The fictional I’s master identity, the primary social status that the MFA-inspired clan often claim, is one as a specific victim. The idea that one’s master’s identity might transcend victimhood, that a person could productively detach and examine “what happened to me” never appears. Excised is any possibility of a conditional or incomplete understanding, because, after all, the wounded narrator stakes their irrefutable claim: “This is MY truth.” What results is “the readerly text,” as Barthes put it, one devoid of multiple interpretations and reinventions. Hallelujah, brothers and sisters! Come one and all, witness this: Salvation has been reached, the narrative arc has closed, and the demons of mystery and ambiguity have been exorcised. Are you not satisfied!

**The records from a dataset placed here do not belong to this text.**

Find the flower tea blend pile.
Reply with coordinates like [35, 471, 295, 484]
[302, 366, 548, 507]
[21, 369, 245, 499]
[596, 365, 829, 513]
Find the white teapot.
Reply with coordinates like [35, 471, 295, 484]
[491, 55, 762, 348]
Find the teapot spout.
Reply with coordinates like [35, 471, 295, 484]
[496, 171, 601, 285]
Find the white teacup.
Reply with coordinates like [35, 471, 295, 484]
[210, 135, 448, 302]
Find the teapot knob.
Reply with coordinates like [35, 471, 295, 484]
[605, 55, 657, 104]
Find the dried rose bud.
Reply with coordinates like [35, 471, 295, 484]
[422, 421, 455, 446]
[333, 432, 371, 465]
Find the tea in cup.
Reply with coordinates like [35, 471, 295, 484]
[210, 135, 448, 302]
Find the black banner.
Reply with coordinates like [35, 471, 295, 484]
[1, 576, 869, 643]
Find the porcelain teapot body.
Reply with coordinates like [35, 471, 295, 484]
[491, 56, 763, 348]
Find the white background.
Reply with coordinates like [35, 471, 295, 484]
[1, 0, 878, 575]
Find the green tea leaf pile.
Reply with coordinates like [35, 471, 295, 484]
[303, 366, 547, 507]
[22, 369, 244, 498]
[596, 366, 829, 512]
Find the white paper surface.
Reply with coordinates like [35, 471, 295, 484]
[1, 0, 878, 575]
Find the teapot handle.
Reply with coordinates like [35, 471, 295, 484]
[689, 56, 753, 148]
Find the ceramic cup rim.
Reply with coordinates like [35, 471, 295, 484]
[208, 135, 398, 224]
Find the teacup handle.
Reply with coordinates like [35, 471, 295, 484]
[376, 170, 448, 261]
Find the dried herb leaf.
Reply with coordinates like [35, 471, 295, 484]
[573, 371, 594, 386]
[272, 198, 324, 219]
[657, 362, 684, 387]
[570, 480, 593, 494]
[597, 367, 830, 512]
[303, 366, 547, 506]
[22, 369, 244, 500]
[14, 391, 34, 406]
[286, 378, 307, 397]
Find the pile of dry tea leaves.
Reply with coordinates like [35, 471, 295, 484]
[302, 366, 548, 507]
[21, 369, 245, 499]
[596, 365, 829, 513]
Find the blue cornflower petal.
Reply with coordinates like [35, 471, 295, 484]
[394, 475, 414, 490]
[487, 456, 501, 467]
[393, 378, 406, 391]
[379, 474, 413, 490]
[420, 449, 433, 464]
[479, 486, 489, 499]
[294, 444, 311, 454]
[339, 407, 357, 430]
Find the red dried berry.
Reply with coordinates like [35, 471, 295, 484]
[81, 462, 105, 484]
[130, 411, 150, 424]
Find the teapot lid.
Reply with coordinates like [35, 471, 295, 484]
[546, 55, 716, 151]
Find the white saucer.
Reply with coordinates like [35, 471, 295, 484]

If a submission deviates from this script, the most common risk-averse generic rejection is that the piece is a “not a fit” for their publication. When more detailed rejections arrive, common phrases include“we didn’t feel it,” “this feels distant,”“readers need to connect with your struggle,” or “where’s the hope or healing?”

We can turn the last question on its head: An ethos that denies how present consciousness shapes the examination of the past; that fails to acknowledge the reconstructed and limited nature of memory; that rejects applying second-order paradigms (sociological, psychological) transparently, that jettisons ambiguity and unresolvability,  where’s the hope for literature, in all of that?